Фейт потянулась к пачке сигарет дочери, и взяла одну.
– Мама! Вы курите! – воскликнула Онор, потрясенная увиденным.
Фейт рассмеялась, да так, что из глаз покатились слезы.
– Меня утешает мысль, что и у тебя есть предрассудки! А то я уж начала думать, будто родила новоявленную Сильвию Панкхерст[35]. Ты дымишь как паровозная труба, так почему бы и мне не закурить?
Онор поднялась, подошла к матери и обняла ее.
– Вы совершенно правы. Садитесь и устраивайтесь поудобнее! Мы можем считать себя сколь угодно свободомыслящими, чуждыми предрассудков, но родители всегда остаются для нас божествами, лишенными и человеческих недостатков, и человеческих желаний. Я прошу прощения.
– Извинения приняты. Чарли курит, Иен курит, ты куришь. Я почувствовала, что осталась не у дел, и вдобавок пристрастилась к выпивке, примкнула к Чарли. Мы с ним каждый вечер пропускаем по стаканчику виски перед ужином, и, надо сказать, это очень приятно.
– И вдобавок цивилизованно, – улыбнулась Онор.
– Что ж, надеюсь, что у тебя все получится, дорогая, – проговорила Фейт, попыхивая сигаретой. – Хотя, должна признаться, я сожалею, что в армии тебе пришлось работать в психиатрическом отделении.

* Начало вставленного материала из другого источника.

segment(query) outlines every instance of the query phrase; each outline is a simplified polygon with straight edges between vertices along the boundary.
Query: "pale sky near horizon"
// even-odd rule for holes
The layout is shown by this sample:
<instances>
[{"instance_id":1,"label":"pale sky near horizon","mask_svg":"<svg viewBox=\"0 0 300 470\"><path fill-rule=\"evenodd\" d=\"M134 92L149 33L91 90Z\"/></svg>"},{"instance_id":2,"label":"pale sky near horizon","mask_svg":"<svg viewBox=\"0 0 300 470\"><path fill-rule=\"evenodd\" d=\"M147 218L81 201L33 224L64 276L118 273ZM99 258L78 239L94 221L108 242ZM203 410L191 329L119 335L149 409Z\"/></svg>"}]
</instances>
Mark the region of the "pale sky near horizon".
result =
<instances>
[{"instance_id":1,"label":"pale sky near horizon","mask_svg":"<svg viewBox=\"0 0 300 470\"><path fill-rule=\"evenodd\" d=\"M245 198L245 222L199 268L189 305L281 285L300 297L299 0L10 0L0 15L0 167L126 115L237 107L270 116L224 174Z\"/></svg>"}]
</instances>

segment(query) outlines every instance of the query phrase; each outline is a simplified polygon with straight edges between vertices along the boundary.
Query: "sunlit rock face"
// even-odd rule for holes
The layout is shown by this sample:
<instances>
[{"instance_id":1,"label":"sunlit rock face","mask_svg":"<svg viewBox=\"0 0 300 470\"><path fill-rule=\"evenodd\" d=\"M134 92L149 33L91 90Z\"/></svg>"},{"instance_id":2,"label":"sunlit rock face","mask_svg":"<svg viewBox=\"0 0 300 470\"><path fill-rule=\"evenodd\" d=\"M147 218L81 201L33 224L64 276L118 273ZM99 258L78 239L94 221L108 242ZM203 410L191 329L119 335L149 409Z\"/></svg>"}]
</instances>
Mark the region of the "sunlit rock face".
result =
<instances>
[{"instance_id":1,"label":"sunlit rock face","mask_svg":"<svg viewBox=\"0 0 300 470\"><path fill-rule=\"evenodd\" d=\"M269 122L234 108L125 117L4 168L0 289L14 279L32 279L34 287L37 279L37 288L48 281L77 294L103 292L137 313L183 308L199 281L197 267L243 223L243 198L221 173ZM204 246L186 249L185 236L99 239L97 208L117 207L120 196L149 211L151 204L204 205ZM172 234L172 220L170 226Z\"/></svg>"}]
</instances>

Онор долго думала, прежде чем ответить, чтобы верно выразить свою мысль.
– Мама, даже вам я не могу рассказать обо всем, что случилось в отделении «Икс». И вовсе не потому, что пытаюсь загнать болезнь внутрь, нет. Просто для того, чтобы понять, нужно знать тот мир. У меня нет сил на пространные объяснения, и кроме того, это слишком мучительно. Однако одно сказать вам я могу: не знаю почему, но я чувствую, что не покончила с бараком «Икс». Мне предстоит продолжить начатое дело. И если я стану сестрой в лечебнице для душевнобольных, то буду лучше подготовлена к тому, что еще произойдет.